In the last fifteen years of his life, things got tough for Fosse, and the spark that had enlivened Cabaret and Chicago dimmed. After Chicago he never again worked with a writer or with a first-rate score, and he never again had Verdon, that warm presence, on his stage. He made a number of movies: Lenny (1974), supposedly about Lenny Bruce but really about Bob Fosse, and then All That Jazz (1979), flatly about Bob Fosse, played by Roy Scheider. He used his daughter, Nicole Fosse, as one of the dancers; he used Jessica Lange, a recent girlfriend, as an angel who comes to visit him before his death. The labels on the hero’s Dexedrine bottles bore an address a few doors down from his own house, on West 58th Street. His last movie was Star 80 (1983), about a Playboy centerfold who was murdered by her husband. Anyone who wants to know the specifics can look it up on the Internet. It is appalling.

Fosse had a bleak ending. He retreated to his house in Quogue, on Long Island. He turned down offers to direct movies, such as Flashdance, that he would have been good at, and for which he would have made a lot of money.

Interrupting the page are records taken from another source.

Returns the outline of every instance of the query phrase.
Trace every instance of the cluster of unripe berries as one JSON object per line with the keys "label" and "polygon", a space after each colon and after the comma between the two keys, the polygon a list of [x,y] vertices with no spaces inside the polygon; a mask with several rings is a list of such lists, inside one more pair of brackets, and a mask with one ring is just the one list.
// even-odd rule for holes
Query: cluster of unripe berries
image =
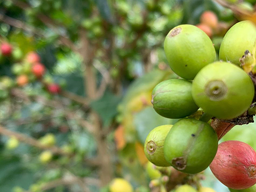
{"label": "cluster of unripe berries", "polygon": [[[249,74],[255,73],[255,40],[253,23],[236,23],[224,37],[217,61],[213,43],[201,29],[183,25],[169,32],[164,51],[171,68],[181,78],[156,85],[151,103],[160,115],[181,119],[149,133],[144,146],[149,161],[188,174],[210,165],[216,178],[231,189],[256,183],[255,151],[237,141],[218,146],[220,135],[210,125],[212,117],[233,119],[250,107],[254,85]],[[199,108],[204,114],[199,119],[193,118]]]}
{"label": "cluster of unripe berries", "polygon": [[[6,58],[13,56],[13,46],[8,43],[3,43],[0,45],[1,55]],[[15,83],[18,86],[23,86],[37,79],[44,82],[47,91],[52,94],[58,94],[61,91],[58,84],[44,82],[42,78],[46,72],[45,67],[42,63],[40,56],[35,52],[28,53],[22,62],[14,64],[12,71],[17,76]],[[2,77],[1,83],[5,88],[11,88],[15,84],[9,77]]]}

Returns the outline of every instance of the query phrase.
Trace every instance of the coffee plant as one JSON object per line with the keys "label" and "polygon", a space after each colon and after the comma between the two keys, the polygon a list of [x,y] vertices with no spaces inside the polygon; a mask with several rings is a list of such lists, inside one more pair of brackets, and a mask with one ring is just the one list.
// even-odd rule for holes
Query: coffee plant
{"label": "coffee plant", "polygon": [[0,0],[0,191],[256,191],[255,3]]}

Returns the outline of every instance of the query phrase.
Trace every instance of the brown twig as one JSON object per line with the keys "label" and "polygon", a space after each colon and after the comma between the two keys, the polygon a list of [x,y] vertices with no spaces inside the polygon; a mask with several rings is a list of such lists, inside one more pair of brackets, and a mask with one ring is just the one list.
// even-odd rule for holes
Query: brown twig
{"label": "brown twig", "polygon": [[18,20],[18,19],[0,14],[0,20],[11,26],[22,29],[28,33],[33,33],[33,34],[38,35],[41,37],[45,37],[43,31],[33,27],[24,22]]}
{"label": "brown twig", "polygon": [[[15,5],[24,10],[31,9],[30,6],[26,2],[21,1],[20,0],[11,1]],[[61,27],[63,29],[65,29],[65,26],[63,26],[61,23],[53,20],[51,18],[42,13],[38,13],[36,16],[37,18],[40,20],[44,25],[59,35],[59,40],[62,44],[69,47],[74,51],[78,52],[78,49],[77,49],[76,46],[73,43],[73,42],[70,41],[69,38],[66,36],[65,34],[61,33],[58,28]]]}
{"label": "brown twig", "polygon": [[2,125],[0,125],[0,134],[9,137],[15,137],[19,141],[23,142],[31,146],[36,147],[41,149],[49,150],[55,154],[65,155],[70,155],[69,154],[67,153],[62,149],[57,146],[49,147],[44,145],[42,144],[40,142],[38,141],[36,139],[35,139],[28,135],[26,135],[23,134],[9,130],[6,128],[2,126]]}
{"label": "brown twig", "polygon": [[[54,181],[49,182],[43,184],[41,186],[41,191],[46,191],[49,189],[51,189],[56,188],[60,186],[69,186],[77,183],[83,189],[83,192],[89,192],[90,189],[87,187],[85,184],[82,181],[83,179],[79,178],[76,177],[67,177],[62,179],[55,180]],[[26,191],[26,192],[31,192],[30,190]]]}

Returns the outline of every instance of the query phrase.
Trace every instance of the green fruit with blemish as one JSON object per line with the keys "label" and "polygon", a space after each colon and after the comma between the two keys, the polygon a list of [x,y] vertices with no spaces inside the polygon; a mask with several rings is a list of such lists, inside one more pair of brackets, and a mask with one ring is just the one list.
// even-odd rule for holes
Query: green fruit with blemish
{"label": "green fruit with blemish", "polygon": [[220,59],[240,66],[239,60],[244,52],[249,50],[252,53],[255,39],[256,27],[253,23],[243,21],[236,23],[223,38],[220,48]]}
{"label": "green fruit with blemish", "polygon": [[181,172],[195,174],[210,165],[218,148],[218,137],[208,124],[191,118],[177,122],[165,138],[165,159]]}
{"label": "green fruit with blemish", "polygon": [[177,188],[174,192],[197,192],[197,190],[188,185],[183,185]]}
{"label": "green fruit with blemish", "polygon": [[174,27],[164,41],[164,51],[171,68],[179,76],[193,79],[198,71],[216,59],[211,39],[190,25]]}
{"label": "green fruit with blemish", "polygon": [[147,163],[146,171],[151,180],[158,179],[162,176],[161,172],[156,169],[156,166],[150,162]]}
{"label": "green fruit with blemish", "polygon": [[239,67],[216,62],[204,67],[192,84],[192,96],[205,112],[228,119],[243,114],[254,94],[253,83]]}
{"label": "green fruit with blemish", "polygon": [[151,103],[160,115],[169,118],[186,117],[198,107],[192,98],[192,83],[183,79],[169,79],[157,85],[152,92]]}
{"label": "green fruit with blemish", "polygon": [[169,166],[164,156],[164,142],[172,125],[156,127],[148,134],[144,144],[144,153],[148,159],[156,166]]}

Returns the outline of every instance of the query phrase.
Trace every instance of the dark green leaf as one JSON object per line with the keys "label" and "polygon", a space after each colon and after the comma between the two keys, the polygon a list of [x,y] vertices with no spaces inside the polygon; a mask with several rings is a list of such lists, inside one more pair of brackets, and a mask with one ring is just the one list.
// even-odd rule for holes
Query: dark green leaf
{"label": "dark green leaf", "polygon": [[121,98],[106,91],[101,98],[91,103],[92,109],[101,117],[104,126],[107,126],[117,114],[116,108]]}

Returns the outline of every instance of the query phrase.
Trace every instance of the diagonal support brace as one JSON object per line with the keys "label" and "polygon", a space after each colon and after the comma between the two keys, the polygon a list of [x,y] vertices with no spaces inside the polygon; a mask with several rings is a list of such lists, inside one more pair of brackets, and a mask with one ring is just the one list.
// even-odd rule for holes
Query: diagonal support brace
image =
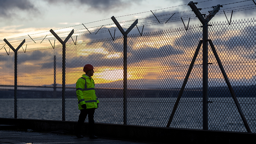
{"label": "diagonal support brace", "polygon": [[231,86],[231,84],[230,84],[229,81],[228,80],[228,78],[227,78],[227,76],[226,72],[225,72],[225,70],[224,69],[223,66],[222,65],[222,64],[221,63],[221,61],[220,60],[220,58],[219,58],[217,52],[216,51],[216,50],[214,47],[214,46],[212,43],[212,41],[211,40],[208,40],[208,41],[210,44],[210,45],[212,48],[212,51],[213,54],[214,54],[215,58],[217,60],[219,66],[220,67],[221,72],[222,73],[222,75],[223,75],[223,77],[225,79],[225,81],[226,81],[226,83],[227,85],[227,86],[228,87],[228,89],[229,89],[229,91],[231,94],[231,95],[232,96],[232,98],[233,98],[233,99],[235,102],[235,103],[236,104],[237,108],[237,109],[238,110],[238,111],[240,114],[240,116],[242,118],[242,119],[244,122],[244,124],[246,130],[247,130],[247,132],[251,133],[251,130],[250,129],[250,128],[249,127],[248,124],[247,123],[247,121],[246,121],[246,119],[245,118],[245,115],[244,115],[241,107],[240,106],[240,105],[238,102],[238,101],[236,98],[236,96],[235,92],[234,92],[234,90],[232,88],[232,86]]}

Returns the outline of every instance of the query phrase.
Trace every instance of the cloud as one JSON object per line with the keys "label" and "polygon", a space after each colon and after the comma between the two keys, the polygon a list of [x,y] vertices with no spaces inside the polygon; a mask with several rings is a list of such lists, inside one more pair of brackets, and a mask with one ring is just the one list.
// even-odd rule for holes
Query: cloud
{"label": "cloud", "polygon": [[10,18],[17,15],[17,10],[27,12],[38,12],[37,9],[29,0],[0,0],[0,17]]}
{"label": "cloud", "polygon": [[128,2],[122,0],[47,0],[47,1],[50,4],[54,4],[68,3],[76,5],[86,5],[89,7],[90,10],[101,12],[121,9],[121,8],[125,8],[131,5],[132,2],[137,2],[136,0]]}

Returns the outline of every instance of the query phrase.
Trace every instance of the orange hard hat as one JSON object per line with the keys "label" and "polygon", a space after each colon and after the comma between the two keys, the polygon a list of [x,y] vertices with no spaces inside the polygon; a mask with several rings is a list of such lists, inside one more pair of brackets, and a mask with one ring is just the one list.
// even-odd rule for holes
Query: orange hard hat
{"label": "orange hard hat", "polygon": [[88,70],[91,70],[94,68],[93,68],[93,66],[90,64],[85,64],[84,66],[83,71],[84,72],[86,72]]}

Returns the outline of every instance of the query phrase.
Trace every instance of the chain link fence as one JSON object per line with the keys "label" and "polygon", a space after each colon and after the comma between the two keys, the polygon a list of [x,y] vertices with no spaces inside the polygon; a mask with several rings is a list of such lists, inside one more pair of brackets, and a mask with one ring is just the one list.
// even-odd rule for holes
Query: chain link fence
{"label": "chain link fence", "polygon": [[[210,24],[211,40],[249,127],[256,132],[254,19]],[[127,124],[166,127],[202,39],[200,26],[130,35],[127,39]],[[75,83],[90,63],[100,103],[96,122],[123,123],[122,37],[66,45],[65,120],[79,112]],[[208,45],[209,130],[246,132]],[[17,118],[61,120],[62,45],[18,53]],[[202,51],[197,58],[171,127],[203,129]],[[14,53],[0,55],[0,115],[13,118]],[[86,121],[88,121],[88,119]]]}

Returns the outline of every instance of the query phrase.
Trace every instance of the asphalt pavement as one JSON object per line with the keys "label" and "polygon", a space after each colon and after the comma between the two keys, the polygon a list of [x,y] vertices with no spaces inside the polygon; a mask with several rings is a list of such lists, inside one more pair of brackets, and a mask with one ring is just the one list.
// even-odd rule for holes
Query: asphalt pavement
{"label": "asphalt pavement", "polygon": [[[28,132],[28,131],[32,131]],[[0,144],[139,144],[143,142],[98,137],[90,139],[89,136],[77,138],[63,132],[41,132],[30,130],[0,130]]]}

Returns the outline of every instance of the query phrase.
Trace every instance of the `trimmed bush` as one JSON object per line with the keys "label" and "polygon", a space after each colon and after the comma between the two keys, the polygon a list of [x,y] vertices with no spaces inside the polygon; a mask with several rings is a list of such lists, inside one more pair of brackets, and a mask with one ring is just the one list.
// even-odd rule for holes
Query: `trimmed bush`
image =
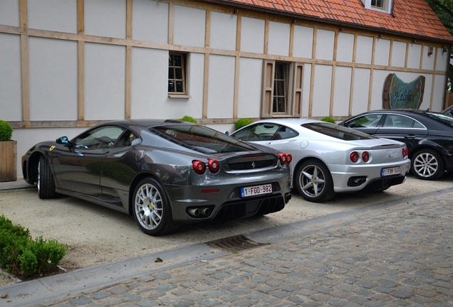
{"label": "trimmed bush", "polygon": [[66,247],[56,240],[33,240],[28,229],[0,216],[0,266],[6,271],[25,278],[41,275],[55,269],[65,254]]}
{"label": "trimmed bush", "polygon": [[192,123],[194,123],[194,124],[198,124],[198,122],[197,122],[197,119],[195,119],[192,117],[189,117],[188,115],[185,115],[184,117],[182,117],[179,120],[181,120],[182,122],[192,122]]}
{"label": "trimmed bush", "polygon": [[336,124],[335,119],[333,119],[333,118],[330,117],[323,117],[321,120],[322,120],[323,122],[331,122],[332,124]]}
{"label": "trimmed bush", "polygon": [[9,122],[0,119],[0,141],[10,141],[13,128]]}
{"label": "trimmed bush", "polygon": [[253,124],[253,122],[254,121],[249,118],[241,119],[236,122],[236,123],[234,123],[234,128],[236,129],[236,130],[238,130],[244,126],[246,126],[246,125]]}

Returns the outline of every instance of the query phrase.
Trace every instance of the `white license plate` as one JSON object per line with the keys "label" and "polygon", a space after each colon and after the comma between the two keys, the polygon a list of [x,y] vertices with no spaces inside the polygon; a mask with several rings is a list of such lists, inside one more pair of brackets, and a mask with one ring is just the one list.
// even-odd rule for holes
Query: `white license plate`
{"label": "white license plate", "polygon": [[263,185],[241,188],[241,197],[254,196],[270,193],[272,193],[272,185],[270,183]]}
{"label": "white license plate", "polygon": [[380,176],[385,177],[386,176],[397,175],[401,173],[400,166],[389,168],[382,168],[380,170]]}

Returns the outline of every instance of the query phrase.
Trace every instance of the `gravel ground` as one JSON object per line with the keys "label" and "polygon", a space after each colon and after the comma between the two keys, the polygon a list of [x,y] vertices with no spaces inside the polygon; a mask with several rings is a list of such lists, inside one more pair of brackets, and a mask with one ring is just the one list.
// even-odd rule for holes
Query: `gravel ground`
{"label": "gravel ground", "polygon": [[[36,189],[0,193],[0,214],[28,228],[34,238],[57,239],[68,247],[61,266],[66,270],[209,242],[336,212],[411,197],[452,187],[453,173],[437,181],[408,177],[384,192],[337,195],[329,202],[305,201],[297,193],[281,211],[217,225],[185,225],[164,237],[142,233],[133,217],[74,198],[40,200]],[[0,287],[17,282],[0,274]]]}

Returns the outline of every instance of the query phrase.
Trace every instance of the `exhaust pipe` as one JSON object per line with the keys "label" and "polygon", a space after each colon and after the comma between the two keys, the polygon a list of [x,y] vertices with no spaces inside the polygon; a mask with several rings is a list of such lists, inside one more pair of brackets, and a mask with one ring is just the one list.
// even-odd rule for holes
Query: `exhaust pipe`
{"label": "exhaust pipe", "polygon": [[291,196],[291,195],[290,193],[288,193],[285,195],[285,200],[286,201],[286,203],[288,203],[288,201],[291,200],[291,199],[293,198],[293,196]]}
{"label": "exhaust pipe", "polygon": [[204,207],[201,210],[202,215],[208,216],[211,214],[211,209],[207,207]]}
{"label": "exhaust pipe", "polygon": [[197,217],[201,213],[201,211],[199,208],[190,208],[187,210],[187,213],[193,217]]}

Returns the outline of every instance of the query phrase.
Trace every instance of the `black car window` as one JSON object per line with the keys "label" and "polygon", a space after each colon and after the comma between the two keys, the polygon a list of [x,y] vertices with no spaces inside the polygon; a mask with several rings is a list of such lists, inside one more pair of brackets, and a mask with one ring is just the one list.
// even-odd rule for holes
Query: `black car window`
{"label": "black car window", "polygon": [[150,131],[179,145],[206,154],[256,150],[251,145],[204,126],[160,126],[151,127]]}
{"label": "black car window", "polygon": [[382,114],[365,114],[348,122],[345,126],[348,128],[372,128],[378,126],[378,124],[382,117]]}
{"label": "black car window", "polygon": [[401,115],[387,114],[382,127],[384,128],[412,128],[414,120]]}
{"label": "black car window", "polygon": [[104,126],[90,130],[73,141],[75,147],[95,149],[112,147],[125,128],[118,126]]}
{"label": "black car window", "polygon": [[140,144],[140,138],[130,130],[125,131],[118,141],[115,144],[115,147],[124,147]]}
{"label": "black car window", "polygon": [[426,116],[441,122],[448,126],[453,127],[453,117],[441,113],[425,113]]}
{"label": "black car window", "polygon": [[309,129],[310,130],[319,132],[320,134],[332,136],[335,139],[340,139],[343,141],[358,141],[376,139],[375,137],[365,133],[328,122],[303,124],[301,126]]}

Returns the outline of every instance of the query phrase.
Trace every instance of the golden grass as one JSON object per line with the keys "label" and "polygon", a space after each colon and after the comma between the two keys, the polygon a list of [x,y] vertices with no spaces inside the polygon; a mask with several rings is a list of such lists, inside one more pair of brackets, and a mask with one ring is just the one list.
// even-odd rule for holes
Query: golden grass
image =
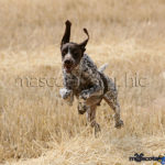
{"label": "golden grass", "polygon": [[[129,156],[135,152],[165,153],[163,0],[0,0],[0,163],[132,165]],[[76,101],[68,107],[61,99],[58,86],[15,81],[29,77],[53,84],[55,78],[62,85],[59,42],[66,19],[75,42],[85,38],[84,26],[89,30],[87,53],[98,66],[109,63],[106,73],[120,86],[124,128],[113,128],[112,110],[102,102],[98,139],[78,116]],[[135,74],[138,80],[145,78],[145,87],[131,87]]]}

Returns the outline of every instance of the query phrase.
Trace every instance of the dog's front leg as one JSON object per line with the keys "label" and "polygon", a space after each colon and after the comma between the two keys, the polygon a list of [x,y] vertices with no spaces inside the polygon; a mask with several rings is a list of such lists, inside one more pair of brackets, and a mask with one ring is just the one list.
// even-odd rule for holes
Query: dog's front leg
{"label": "dog's front leg", "polygon": [[64,100],[67,101],[69,106],[73,106],[74,102],[74,92],[67,88],[59,89],[59,94]]}
{"label": "dog's front leg", "polygon": [[96,122],[96,109],[97,106],[87,106],[87,121],[92,128],[95,128],[95,135],[101,131],[100,125]]}
{"label": "dog's front leg", "polygon": [[95,85],[89,89],[85,89],[80,92],[80,98],[87,100],[92,96],[101,96],[103,94],[102,88],[99,85]]}

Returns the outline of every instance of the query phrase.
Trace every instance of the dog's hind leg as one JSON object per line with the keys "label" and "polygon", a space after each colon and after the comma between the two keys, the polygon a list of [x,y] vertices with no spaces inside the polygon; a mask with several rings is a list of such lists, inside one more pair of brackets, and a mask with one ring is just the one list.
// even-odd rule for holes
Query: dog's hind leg
{"label": "dog's hind leg", "polygon": [[90,123],[91,128],[95,129],[95,135],[101,131],[100,125],[96,122],[96,109],[97,106],[88,107],[87,109],[87,121]]}
{"label": "dog's hind leg", "polygon": [[103,99],[112,108],[114,111],[114,121],[116,121],[116,128],[120,129],[123,125],[123,121],[120,119],[120,105],[118,102],[118,92],[117,90],[108,91]]}

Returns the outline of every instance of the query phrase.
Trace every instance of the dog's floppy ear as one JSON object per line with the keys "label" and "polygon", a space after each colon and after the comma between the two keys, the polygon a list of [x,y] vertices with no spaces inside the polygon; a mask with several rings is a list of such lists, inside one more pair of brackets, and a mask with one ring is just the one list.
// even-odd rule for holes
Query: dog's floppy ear
{"label": "dog's floppy ear", "polygon": [[84,32],[87,34],[88,37],[82,43],[79,44],[79,46],[81,47],[82,52],[86,51],[86,45],[87,45],[87,43],[89,41],[89,34],[88,34],[87,29],[84,29]]}
{"label": "dog's floppy ear", "polygon": [[65,28],[64,36],[63,36],[63,38],[62,38],[61,47],[62,47],[64,44],[68,43],[69,40],[70,40],[70,26],[72,26],[72,22],[67,20],[67,21],[65,22],[65,25],[66,25],[66,28]]}

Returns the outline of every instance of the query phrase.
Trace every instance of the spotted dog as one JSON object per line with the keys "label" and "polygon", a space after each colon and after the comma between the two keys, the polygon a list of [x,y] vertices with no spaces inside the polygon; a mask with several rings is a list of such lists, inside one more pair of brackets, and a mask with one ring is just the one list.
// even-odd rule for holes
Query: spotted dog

But he already had a lot of money, from shows like Dancin’, a 1978 anthology musical with, for example, a duet, “The Dream Barre,” in which the man slid his face under the woman’s dress as she did her barre exercises. Bernard Jacobs, the president of the Shubert Organization, accurately called this the “cunnilingus number.” But the problem wasn’t the unsexy sex, or not mostly. It was that, the 1960s and 1970s having passed, people began to notice that Fosse didn’t really have many steps at his command—characteristically, he acknowledged this—or, in the end, many emotions. He remained very influential. In the 1980s, you could barely see a dance in a music video—let alone a TV commercial or a Cirque du Soleil number or a dancercise routine—that wasn’t filtered through his style. But an influence is not necessarily a good influence.

And by now, four decades after the 1980s, you may ask yourself what the difference is between this work and a Vegas floor show. Winkler is not afraid of the question. He flatly says that some of Fosse’s product is leering, tawdry, crude. At the end of All That Jazz, there is a number called “Bye Bye Life,” in which Joe Gideon’s death is played against the Everly Brothers’ sweetly anodyne “Bye Bye Love.” Winkler writes:

It is Fosse’s comment on both his fears of being second-rate and his cynicism about his ability to manipulate an audience. “I hesitate about a movement and think: ‘Oh no. They’ll never buy that. It’s too corny, too show-biz.’ And then I do it, and they love it.”

So he does it again, and he hates himself, and hates them.

In 1987, at the age of sixty, while walking down the street with Verdon—they were on their way to the opening of a revival of Sweet Charity—Fosse had a heart attack, his second. He died in the hospital emergency room. For his reputation’s sake, this was not a moment too soon.